Quizá estoy siendo muy duro con ellos, con gente como La Jenny y El Nano que lo único que pretenden es ganarse la vida sin hacerle daño a nadie. Quizá no sea nada fácil pertenecer a la llamada Generación Ni-Ni -aquellos que ni estudian ni trabajan- que está abocada al fracaso más estrepitoso al no poseer ni preparación ni experiencia laboral. Quizá la culpa no sea sólo suya por lanzar la toalla y abandonarse a lo que el cruel destino pueda depararles en el futuro, ni de sus padres por no haberles inculcado la filosofía del mérito y el esfuerzo para conseguir las cosas. Quizá es que desde las instituciones no se les da más alternativa que lanzarse al vacío del último cartucho que creen tener ante sus ojos: entrar en Gran Hermano y hacer bolos por las discotecas de moda hasta convertirse en juguetes rotos.
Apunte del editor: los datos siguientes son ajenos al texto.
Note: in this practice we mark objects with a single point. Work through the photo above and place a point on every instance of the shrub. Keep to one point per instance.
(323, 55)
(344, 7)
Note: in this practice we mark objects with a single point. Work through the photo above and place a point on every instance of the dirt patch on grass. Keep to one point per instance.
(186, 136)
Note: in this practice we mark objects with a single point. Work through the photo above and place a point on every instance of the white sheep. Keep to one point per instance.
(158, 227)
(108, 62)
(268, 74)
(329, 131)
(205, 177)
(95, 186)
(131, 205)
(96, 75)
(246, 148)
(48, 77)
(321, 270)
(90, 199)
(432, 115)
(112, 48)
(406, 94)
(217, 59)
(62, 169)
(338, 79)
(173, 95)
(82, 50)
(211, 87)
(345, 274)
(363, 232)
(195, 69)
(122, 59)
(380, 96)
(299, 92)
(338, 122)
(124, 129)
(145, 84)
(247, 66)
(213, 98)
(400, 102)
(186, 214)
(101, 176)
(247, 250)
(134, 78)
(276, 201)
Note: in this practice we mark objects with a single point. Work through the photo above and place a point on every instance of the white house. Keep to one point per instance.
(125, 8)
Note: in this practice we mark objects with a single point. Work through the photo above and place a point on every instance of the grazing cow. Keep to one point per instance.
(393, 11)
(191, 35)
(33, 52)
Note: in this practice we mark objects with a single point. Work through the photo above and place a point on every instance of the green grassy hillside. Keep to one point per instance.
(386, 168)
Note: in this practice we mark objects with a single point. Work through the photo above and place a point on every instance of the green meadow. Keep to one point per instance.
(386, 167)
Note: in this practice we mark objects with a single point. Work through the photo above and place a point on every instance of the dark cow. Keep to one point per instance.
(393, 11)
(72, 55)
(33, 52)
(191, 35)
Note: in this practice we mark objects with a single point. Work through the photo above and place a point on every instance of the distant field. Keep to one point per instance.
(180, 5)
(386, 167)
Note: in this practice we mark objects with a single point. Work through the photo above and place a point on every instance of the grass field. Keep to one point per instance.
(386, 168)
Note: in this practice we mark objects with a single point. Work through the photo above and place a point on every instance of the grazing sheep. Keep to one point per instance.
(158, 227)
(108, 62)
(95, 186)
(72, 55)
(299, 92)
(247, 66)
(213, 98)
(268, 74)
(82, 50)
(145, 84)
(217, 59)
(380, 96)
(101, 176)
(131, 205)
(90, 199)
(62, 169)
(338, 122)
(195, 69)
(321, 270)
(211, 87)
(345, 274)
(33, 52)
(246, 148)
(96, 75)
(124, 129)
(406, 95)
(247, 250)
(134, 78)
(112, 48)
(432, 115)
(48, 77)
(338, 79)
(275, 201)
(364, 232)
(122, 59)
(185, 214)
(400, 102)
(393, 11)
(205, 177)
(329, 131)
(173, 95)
Lo que está claro es que desde el ministerio de educación y desde el ministerio de trabajo no se lo están poniendo nada fácil, ni a La Jenny, ni a El Nano, ni a ningún otro joven de nuestro país. El señor José Ignacio Wert -ministro de educación- con su política de recortes y con el incremento abusivo de las tasas universitarias, lo único que está consiguiendo es dificultar el acceso a la educación hasta convertirla en un privilegio al alcance de tan sólo algunos pocos. Por su lado, la señora Fátima Báñez -ministra de trabajo- con su ineficaz e injusta reforma laboral bajo el brazo y con sus recortes en políticas activas de empleo está llevando al país a un callejón sin salida y a que la tasa de paro juvenil en España haya alcanzado la escandalosa cifra del 57%.
Me pregunto si no será ése su plan. Hacer de gente como La Jenny y El Nano la carne de cañón de este estado del malestar, crear ciudadanos sin educación, manejables a su antojo, que piensen lo justo como para no llegar jamás a alzar la voz contra los que dirigen el cotarro y hacer de las nuevas generaciones robots que consuman mucho y discrepen poco.
Me pregunto si ese maléfico plan contempla también la educación clasista -tan sólo para quien se la pueda pagar- como una criba natural para que la próxima generación que alcance el poder sea la de su clase privilegiada, la de su casta alimentada por el egoísmo, la insolidaridad y la defensa de una carencia de oportunidades para todos.
Lo único que le puedo decir a La Jenny, a El Nano y a todos los jóvenes como ellos es que no se rindan tan pronto, que no bajen los brazos, que no tiren por el camino fácil, que lean y se cultiven, que piensen por ellos mismos, que sean críticos con el poder establecido, que luchen contra aquellos que desde un despacho les dicen lo que pueden y lo que no pueden hacer y que saquen esa mala leche de la que tanto presumen en ocasiones para defender sus derechos y su futuro. En el fondo, todos deberíamos hacerlo porque otro país es posible y así debemos exigírselo a aquellos que nos están llevando a la deriva más oscura y tenebrosa. Ya es hora de decir basta.